Ishtar's dodge was pure reflex, born of 32,768 hours of combat. A fluid, efficient motion that didn't belong to a body in an orange jumpsuit.

The rat slammed into the wall with a metallic crack. Before it could reorient, Ishtar's foot struck. Not a panicked kick, but a precise, calculated blow to the chassis joint. The machine shattered against the concrete.

Outside, the laughter died.

"…did you see that?"

"Beginner's luck."

"That wasn't luck. That was instinct."

Ishtar turned back to the work, pushing the garbage with her hands, feeling the vile texture through the thin fabric. Each load was a test of endurance. Sweat streamed down her face, mixing with grime. The pain in her arms burned steady and hot.

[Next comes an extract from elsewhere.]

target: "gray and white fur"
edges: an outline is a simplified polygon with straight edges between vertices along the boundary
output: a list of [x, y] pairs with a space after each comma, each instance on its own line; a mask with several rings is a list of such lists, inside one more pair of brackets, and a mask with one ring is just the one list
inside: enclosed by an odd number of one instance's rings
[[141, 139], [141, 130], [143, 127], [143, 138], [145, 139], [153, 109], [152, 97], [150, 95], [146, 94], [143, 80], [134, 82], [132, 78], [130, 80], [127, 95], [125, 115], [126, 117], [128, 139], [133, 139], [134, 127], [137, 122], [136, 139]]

When she finished, she emerged from the corridor, dripping filthy water. The contractor barely lifted his eyes from his tablet.

"Done."

[Credits transferred: 45 CR.]

"You can go," he said, already turning away.

"Hey." The voice belonged to the third player—the one who'd been watching. He'd stepped closer, arms crossed, head tilted. "Why did you take this?"

Ishtar stopped, her back still to him.

"Because I need to."

The tall player laughed again, the sound echoing through the sublevel. "Then you need to learn how to play better."

She didn't answer. She walked to the elevator, leaving dirty footprints on the metal floor. When the doors closed, the silence was a relief. The orange jumpsuit was ruined. Her hands ached. The pay would barely cover a day of rent.

But in local chat, a small seed of doubt had been planted.

[Local] Shade_7: "That orange dodged the rat like a veteran."

[Local] BruteForce: "Nonsense. Server bug."

Ishtar leaned her head against the elevator's cold wall and closed her eyes. Humiliation wasn't defeat. It was just the initial price.

And she knew, with the precision of a bomb timer, exactly how much time she had to pay the rest of the debt.